Here are next week's CS Department Colloquium Series talks.  As always, you can find the full calendar of events here: https://www.cs.princeton.edu/general/newsevents/events 

Speaker: Adam Fisch, Massachusetts Institute of Technology
Date: Monday, March 27
Time: 12:30pm EST
Location: CS 105
Host: Karthik Narasimhan
Event page: https://www.cs.princeton.edu/events/26363

Title: Towards Efficient and Reliable Machine Learning for Natural Language Processing (and Beyond)

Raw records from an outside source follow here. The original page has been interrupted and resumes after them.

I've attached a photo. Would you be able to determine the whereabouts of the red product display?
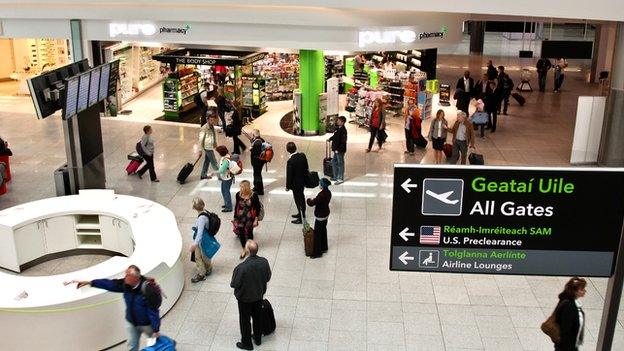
[0,156,11,184]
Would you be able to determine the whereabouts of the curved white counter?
[0,190,184,350]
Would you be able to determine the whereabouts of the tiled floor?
[0,56,624,351]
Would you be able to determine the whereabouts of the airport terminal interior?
[0,1,624,351]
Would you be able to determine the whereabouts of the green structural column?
[299,50,325,135]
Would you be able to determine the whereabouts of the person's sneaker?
[236,341,253,350]
[191,274,206,283]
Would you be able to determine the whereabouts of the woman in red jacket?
[366,98,386,152]
[307,178,331,258]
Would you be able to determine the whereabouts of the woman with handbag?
[232,180,262,259]
[189,197,215,283]
[554,277,587,351]
[429,109,448,164]
[366,98,386,152]
[215,145,234,212]
[306,178,331,258]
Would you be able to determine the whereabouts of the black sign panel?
[390,165,624,277]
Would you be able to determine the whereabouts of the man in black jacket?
[455,71,474,115]
[487,60,498,80]
[286,141,309,224]
[327,116,347,185]
[535,57,552,93]
[251,129,265,195]
[230,240,271,350]
[496,66,513,115]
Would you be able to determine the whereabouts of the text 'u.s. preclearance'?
[390,164,624,277]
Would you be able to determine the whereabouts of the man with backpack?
[190,197,221,283]
[72,265,162,351]
[251,129,273,195]
[496,66,513,115]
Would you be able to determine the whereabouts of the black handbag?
[305,171,320,188]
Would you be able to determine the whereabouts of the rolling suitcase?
[141,335,176,351]
[442,144,453,158]
[176,154,201,184]
[261,299,276,335]
[468,152,485,165]
[511,93,526,106]
[126,159,143,175]
[323,142,334,178]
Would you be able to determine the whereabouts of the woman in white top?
[215,145,234,212]
[554,277,587,351]
[429,110,448,164]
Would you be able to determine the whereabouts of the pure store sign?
[358,27,448,48]
[108,22,191,38]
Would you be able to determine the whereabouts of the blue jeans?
[221,178,234,210]
[126,321,154,351]
[201,150,219,177]
[332,152,344,180]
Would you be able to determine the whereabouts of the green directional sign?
[390,164,624,277]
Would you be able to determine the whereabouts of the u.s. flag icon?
[420,225,442,245]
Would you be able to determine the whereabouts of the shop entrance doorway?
[0,39,71,96]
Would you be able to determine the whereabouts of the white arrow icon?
[399,227,416,241]
[399,251,414,266]
[401,178,418,194]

Abstract: In this talk, I will introduce work on fundamental techniques for building and deploying effective natural language processing (NLP) systems that are also efficient and reliable. Specifically, I will address three interconnected challenges for modern machine learning in NLP: how to quickly adapt foundation models to new tasks with limited data, how to dynamically reconfigure large architectures for more efficient computation, and how to develop powerful theoretical tools for rigorous, yet practical, uncertainty quantification. To conclude, I will highlight a number of my future research directions, as well as extensions to interesting applications beyond natural language.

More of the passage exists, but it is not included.